With Earth's first Clay They did the Last Man knead,
And there of the Last Harvast sow'd the seed:
     And the first Morning of Creation wrote
What the Last Dawn of Reckoning shall read.


As you can see, the previous quatrain leads directly to today's quatrain. 



Second Edition:  Quatrain LXXX

Yesterday, This Day's Madness did prepare:
To-morrow's Silence, Triumph, or Despair:
    Drink! for you know not whence you came, nor why:
Drink!  for you know not why you go, nor where.




Fifth Edition:  Quatrain LXXIV

Yesterday This Day's Madness did prepare;
To-morrow's Silence, Triumph, or Despair:
    Drink! for you know not whence you came, nor why:
Drink!  for you know not why you go, nor where.


Aside from two punctuation changes, a dropped comma after "Yesterday," and the substitution of a semi-colon for a colon after "prepare" (which may have simply been a typesetter's errors), the two versions are the same.

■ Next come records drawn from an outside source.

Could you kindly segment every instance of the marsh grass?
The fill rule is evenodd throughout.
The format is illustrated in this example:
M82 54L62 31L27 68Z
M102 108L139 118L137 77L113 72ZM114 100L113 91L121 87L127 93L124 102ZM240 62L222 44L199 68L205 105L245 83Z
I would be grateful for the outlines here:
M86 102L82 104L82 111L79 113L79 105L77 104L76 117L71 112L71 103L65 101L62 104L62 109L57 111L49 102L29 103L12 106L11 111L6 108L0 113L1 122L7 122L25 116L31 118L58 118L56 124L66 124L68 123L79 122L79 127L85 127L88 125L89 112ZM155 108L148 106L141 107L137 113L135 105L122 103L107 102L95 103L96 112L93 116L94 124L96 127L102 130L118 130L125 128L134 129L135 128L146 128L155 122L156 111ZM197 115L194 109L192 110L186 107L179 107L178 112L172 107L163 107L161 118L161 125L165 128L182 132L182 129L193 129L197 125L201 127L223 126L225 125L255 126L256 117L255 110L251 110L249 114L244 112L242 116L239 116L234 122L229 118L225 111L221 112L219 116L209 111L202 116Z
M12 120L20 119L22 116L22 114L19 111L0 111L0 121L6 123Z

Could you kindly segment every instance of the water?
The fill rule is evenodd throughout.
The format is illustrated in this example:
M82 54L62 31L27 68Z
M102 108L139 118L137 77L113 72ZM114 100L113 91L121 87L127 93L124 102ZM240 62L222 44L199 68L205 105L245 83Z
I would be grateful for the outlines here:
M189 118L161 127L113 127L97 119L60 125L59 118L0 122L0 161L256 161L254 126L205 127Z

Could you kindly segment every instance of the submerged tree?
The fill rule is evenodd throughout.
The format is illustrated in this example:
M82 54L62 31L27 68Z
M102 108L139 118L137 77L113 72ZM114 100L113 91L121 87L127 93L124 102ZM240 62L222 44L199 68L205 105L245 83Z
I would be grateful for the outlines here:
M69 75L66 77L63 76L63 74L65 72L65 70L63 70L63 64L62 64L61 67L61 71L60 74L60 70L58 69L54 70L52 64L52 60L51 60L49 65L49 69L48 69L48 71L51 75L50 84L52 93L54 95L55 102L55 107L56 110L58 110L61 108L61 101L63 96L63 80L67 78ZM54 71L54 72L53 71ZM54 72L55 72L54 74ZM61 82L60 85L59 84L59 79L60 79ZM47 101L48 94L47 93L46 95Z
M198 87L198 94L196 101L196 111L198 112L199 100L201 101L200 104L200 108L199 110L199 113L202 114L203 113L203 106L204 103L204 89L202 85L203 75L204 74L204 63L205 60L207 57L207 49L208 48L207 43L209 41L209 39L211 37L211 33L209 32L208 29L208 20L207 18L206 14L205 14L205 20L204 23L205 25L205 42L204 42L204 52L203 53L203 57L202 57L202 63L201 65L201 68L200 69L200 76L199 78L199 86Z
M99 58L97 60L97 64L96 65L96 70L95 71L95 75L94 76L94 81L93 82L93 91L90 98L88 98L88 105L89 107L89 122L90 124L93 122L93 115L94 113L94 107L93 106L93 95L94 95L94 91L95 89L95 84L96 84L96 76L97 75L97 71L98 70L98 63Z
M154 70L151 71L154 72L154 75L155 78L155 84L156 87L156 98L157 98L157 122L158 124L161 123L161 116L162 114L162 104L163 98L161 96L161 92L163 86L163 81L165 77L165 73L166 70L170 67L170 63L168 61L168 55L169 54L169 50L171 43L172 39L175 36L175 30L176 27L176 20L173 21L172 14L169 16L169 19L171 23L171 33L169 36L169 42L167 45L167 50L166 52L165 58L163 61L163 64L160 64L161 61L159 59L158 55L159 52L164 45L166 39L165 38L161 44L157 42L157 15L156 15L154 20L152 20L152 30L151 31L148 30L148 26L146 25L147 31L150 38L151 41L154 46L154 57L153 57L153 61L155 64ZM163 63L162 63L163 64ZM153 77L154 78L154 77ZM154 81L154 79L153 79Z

The first two lines bring out a theme that has appeared before this--that of causality.  Today's events or happenings are the result of what happened in the past and will inevitably lead to future consequences.   This suggests predestination or a deterministic universe.   The first two lines still leave the past free if you want to see it that way.  Others may argue for an unbroken chain of events going back to . . .?   On  the other hand, to complicate the issue, we can always bring in Heisenberg's Uncertainty Principle and Chaos Theory which many now see as refuting any theory of a deterministic universe.

The last two lines restate a very familiar theme:  we don't know where we came from and we don't know where we are going, and we don't know why we are here.  This, of course, strikes directly into the heart of most religions whose basis for their existence is that THEY know all the answers.  The Poet/Narrator clearly has some doubts about this, which he has stated many times throughout the poem.